Constata-se, infelizmente, que na atualidade se estabeleceu uma grande confusão, onde a massiva quantidade de informações, facilmente acessível, passou a ser encarada como sinônimo de ampliação da capacidade de compreensão dos indivíduos, como se o simples fato de termos a possibilidade de ter acesso a infindáveis informações fosse a garantia de que todos iríamos ter um elevado gabarito na formulação de hipóteses e na resolução de todo e qualquer tipo de problema, como se os entreveros da educação, ou da falta dela, pudessem ser resolvidos com um clique numa plataforma digital.
Ou, como diria o próprio Isaac Asimov, o mundo contemporâneo conquista cada vez mais novos domínios do conhecimento, numa velocidade muito maior do que as pessoas e as sociedades são capazes de assimilá-los e, deste modo, crescer em sabedoria.
Parêntese: o fato de não sabermos diferenciar com clareza informação de conhecimento, e estes dois da tal da sabedoria, por si só já é um mau sinal. Um mau sinal terrificante. Fecha parêntese.
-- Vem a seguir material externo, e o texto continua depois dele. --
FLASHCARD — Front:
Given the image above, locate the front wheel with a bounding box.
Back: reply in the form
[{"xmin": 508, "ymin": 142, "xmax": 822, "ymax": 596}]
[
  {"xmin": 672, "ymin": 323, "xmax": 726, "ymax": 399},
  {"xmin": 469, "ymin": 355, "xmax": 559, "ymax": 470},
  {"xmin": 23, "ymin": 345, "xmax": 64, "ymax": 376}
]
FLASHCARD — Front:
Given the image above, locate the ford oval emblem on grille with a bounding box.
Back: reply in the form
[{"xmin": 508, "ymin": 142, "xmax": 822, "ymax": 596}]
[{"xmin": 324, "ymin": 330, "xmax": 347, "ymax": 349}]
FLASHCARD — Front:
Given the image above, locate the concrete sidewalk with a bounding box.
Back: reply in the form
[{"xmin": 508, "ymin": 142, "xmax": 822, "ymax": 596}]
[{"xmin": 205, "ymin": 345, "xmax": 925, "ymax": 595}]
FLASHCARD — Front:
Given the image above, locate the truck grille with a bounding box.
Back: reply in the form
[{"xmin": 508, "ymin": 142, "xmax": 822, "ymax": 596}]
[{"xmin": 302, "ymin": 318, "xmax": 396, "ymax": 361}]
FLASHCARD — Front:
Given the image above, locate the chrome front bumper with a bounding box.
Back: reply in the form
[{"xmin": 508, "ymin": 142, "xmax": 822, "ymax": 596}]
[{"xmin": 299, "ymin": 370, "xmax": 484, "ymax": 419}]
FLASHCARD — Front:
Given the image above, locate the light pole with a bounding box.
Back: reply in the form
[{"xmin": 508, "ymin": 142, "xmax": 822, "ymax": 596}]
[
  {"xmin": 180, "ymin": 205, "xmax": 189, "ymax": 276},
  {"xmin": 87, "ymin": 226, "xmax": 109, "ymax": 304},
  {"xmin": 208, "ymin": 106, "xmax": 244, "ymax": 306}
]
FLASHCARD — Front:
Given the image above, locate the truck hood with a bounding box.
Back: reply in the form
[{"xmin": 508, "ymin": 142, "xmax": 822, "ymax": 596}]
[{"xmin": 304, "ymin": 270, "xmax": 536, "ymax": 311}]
E conhecimento aos borbotões, nas mãos de pessoas obtusas e de sociedades tacanhas, cedo ou tarde termina por se transformar em estultice maquiavélica e isso, como todos nós podemos muito bem imaginar, é perigoso pra caramba, para dizer o mínimo, porque não se educa um ser humano com um simulacro de humanidade, da mesma forma que não se aprender a superar problemas transferindo a resolução dos mesmos para uma entidade digital.
Enfim, admitamos ou não, estamos muito mais perto do cenário descrito por Isaac Asimov do que gostaríamos de imaginar, muito mais próximos do que gostaríamos de estar.